You may want to have a mini-retreat of sorts where you get out of the work environment and try to reach consensus about your department's mission and progress based on your own internal standards. When you have a better grasp on what you all believe you're trying to to and how well you're doing it, rather than on whether you're being externally judged, you'll probably be able to handle moving forward more easily. It will also help to have a group/team consensus.
posted by dhartung at 1:15 PM on June 16, 2012

The hospital where I work recently went through the every-three-years Joint Commission on Accreditation of Healthcare Organizations accreditation process. Part of JCAHO's process includes two unannounced full site surveys, 18 months or so apart. As you can imagine, this is unsettling.

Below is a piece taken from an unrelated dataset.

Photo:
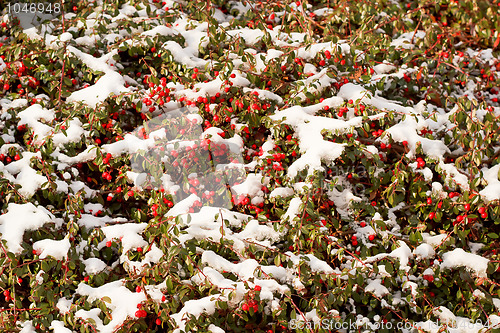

It sounds like you have the added complication of your internal school culture being one that looks for something to pick apart, rather than banding together in the face of external judgment.

One thing that our hospital has done is to pick out two things as the year's focus (for example, in a healthcare setting, perhaps you might choose patient falls and discharge planning; in a school, it might be disciplinary visits or exam passes at a certain level). The other thing is to figure out how to manage administrative processes now to simplify things the next time the inspectors show up. If you're tracking things, you can show them that you've noticed trends and have done something to fix/encourage the behavior (where "you" equals either everyone, or a selected team who continue to oversee the process even though it won't happen again right away).

But mostly, get some sleep and get out of the school environment as much as you can. I'm glad you're in therapy and can talk about it there.
posted by catlet at 7:13 PM on June 16, 2012

Most problems arising during an audit are not the product of errors by a single individual, but rather errors in process. Receiving incomplete information at your station means you pass on incomplete information to the next stage, and so on, until it becomes a very complex problem down the line. Even when "blame" could be squarely laid on one individual, it is again a process in that they are most likely insufficiently trained on that single detail. Auditors are carefully trained to look for that one detail that is not quite right, and leap on it with both feet.

In either case, the responsibility for the error in process belongs to the senior administrators, and they should acknowledge it and take ownership at once, not cast about for an individual to blame.

Also remember that auditors are primarily looking for examples of cooperative malfeasance, toxic management environments, and entrenched poor practices at a local level, and those should be the scope of their observations and suggestions.

It may often feel targeted and subjective, but it should not be, unless you are at the highest level of management. Should a senior staff member approach you with a single instruction, act on it quickly and decisively. That is your responsibility. The rest is theirs.

The fact that it has been a month seems to suggest that the Sword of Damocles is not going to be falling. Painful remedies usually come quickly.

It's always hard getting blasted out of your comfort zone, and that's generally what these are. Continue taking stock with your counselor, and utilize some of the tools outlined above to improve your work situation. I hope that you are able to get your existing projects back in line quickly and move through to a satisfying resolution. I'm sure you will.
posted by halfbuckaroo at 9:55 AM on June 17, 2012

Response by poster: Thanks all. It sounds like there may not be an easy solution apart from time and continuing to try to take control of our own work. We are not a school and the answers to some of the serious and morally complex issues we have are not easy to find, so I suppose there's a sort of bafflement about where we go now which doesn't help.